The study, HPTN 052, showed that when people infected with HIV take antiretroviral drugs, they are 96 per cent less likely to transmit the virus to someone else. Calling it the 2011 Breakthrough of the Year, the journal Science said "the results have galvanized efforts to end the world's AIDS epidemic in a way that would been inconceivable even a year ago."
Prior to the publication of the study, researchers had been skeptical ARV therapy would reduce transmission of HIV. It had only been shown to reduce the amount of the virus in an infected person’s body.

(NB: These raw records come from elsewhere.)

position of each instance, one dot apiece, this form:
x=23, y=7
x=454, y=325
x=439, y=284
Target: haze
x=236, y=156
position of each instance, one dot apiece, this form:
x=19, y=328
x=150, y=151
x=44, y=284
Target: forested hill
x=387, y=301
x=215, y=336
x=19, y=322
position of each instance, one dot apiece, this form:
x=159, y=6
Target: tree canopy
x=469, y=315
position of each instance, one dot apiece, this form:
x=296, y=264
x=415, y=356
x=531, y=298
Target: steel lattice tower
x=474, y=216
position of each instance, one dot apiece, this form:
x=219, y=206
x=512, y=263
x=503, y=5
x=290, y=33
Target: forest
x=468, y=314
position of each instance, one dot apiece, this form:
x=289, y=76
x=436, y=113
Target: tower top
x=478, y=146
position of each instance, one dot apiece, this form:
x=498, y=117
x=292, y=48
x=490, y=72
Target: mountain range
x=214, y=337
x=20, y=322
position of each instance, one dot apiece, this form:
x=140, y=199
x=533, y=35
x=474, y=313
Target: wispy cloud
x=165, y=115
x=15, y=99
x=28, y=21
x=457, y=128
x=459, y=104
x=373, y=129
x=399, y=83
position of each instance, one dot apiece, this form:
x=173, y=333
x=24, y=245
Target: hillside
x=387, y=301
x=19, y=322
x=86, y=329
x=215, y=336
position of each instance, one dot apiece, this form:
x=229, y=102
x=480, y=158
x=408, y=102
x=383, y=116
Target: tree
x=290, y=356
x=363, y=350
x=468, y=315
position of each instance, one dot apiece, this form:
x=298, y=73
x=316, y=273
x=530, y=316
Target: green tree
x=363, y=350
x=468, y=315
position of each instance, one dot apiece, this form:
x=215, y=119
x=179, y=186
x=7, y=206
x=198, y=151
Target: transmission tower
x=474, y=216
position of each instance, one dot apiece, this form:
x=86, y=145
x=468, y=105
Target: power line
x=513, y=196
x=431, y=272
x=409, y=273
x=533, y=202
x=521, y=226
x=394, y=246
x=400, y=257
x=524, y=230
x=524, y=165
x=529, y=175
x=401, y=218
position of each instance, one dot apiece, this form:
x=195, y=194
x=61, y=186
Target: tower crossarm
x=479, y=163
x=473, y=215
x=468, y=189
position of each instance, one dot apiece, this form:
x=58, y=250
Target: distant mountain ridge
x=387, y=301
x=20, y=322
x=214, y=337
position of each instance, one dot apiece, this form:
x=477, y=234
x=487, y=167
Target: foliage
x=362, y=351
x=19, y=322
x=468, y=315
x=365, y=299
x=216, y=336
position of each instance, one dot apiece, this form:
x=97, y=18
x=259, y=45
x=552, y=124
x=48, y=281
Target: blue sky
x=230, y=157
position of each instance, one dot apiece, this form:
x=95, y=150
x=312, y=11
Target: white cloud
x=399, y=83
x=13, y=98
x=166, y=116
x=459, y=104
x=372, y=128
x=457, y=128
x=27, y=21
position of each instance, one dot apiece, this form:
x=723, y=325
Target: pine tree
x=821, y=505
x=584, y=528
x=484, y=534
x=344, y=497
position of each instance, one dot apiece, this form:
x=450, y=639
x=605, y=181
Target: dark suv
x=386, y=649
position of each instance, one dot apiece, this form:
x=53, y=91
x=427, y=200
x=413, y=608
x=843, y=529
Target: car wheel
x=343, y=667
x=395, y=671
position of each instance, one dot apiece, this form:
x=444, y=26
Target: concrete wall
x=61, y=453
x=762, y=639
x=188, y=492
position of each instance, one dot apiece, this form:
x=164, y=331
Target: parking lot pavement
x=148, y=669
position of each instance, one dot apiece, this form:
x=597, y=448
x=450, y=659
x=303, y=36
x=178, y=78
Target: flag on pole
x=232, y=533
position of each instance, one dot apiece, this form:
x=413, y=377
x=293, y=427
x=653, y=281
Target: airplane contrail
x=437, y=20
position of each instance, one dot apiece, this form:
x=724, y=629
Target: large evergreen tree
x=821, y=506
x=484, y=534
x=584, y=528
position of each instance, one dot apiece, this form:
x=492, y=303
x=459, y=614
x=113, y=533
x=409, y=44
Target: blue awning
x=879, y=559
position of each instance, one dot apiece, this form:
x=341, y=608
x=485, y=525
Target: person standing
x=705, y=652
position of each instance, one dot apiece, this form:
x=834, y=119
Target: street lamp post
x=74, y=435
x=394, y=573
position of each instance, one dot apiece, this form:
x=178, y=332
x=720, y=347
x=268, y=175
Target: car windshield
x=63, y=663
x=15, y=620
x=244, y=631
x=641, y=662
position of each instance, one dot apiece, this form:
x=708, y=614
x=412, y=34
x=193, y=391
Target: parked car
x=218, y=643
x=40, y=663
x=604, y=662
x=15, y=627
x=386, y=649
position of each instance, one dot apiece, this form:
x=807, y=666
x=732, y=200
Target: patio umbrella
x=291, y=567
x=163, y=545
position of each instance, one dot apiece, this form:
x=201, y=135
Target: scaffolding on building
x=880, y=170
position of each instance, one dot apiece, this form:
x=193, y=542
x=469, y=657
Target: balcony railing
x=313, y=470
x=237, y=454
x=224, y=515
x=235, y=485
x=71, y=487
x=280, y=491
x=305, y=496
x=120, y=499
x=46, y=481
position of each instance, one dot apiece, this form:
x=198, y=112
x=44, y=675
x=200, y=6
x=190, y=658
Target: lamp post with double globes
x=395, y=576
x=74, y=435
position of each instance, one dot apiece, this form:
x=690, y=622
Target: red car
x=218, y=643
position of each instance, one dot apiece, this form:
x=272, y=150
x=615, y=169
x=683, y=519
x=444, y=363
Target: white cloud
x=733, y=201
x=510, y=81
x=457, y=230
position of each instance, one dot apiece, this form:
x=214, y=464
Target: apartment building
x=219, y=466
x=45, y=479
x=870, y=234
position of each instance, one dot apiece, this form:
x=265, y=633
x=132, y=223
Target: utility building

The study was begun in 2007 with the enrollment of 1,763 heterosexual couples from Brazil, India, Thailand, the United States, Botswana, Kenya, Malawi, South Africa and Zimbabwe. In each couple, one person was HIV positive. Half of the participants were given ARV and half were not — unless they began developing AIDS. When the researchers realized that ARV treatment was cutting transmission of the virus dramatically, they ended the trial early so that the study participants could all begin ARV therapy.
The study’s findings appeared in the August 11 issue of the New England Journal of Medicine.
"This [HPTN 052 trial] does not mean that treating people alone will end an epidemic," wrote Science author Jon Cohen. "But, combined with three other major biomedical preventions that have proven their worth in large clinical studies since 2005, many researchers now believe it is possible to break the back of the epidemic in specific locales with the right package of interventions."
The World Health Organization, the President's Emergency Plan for AIDS Relief, and the Joint United Nations Programme on HIV/AIDS, have incorporated or soon will incorporate the 'treatment as prevention' findings of the study into their policy guidelines for battling the AIDS epidemic, according to Science authors.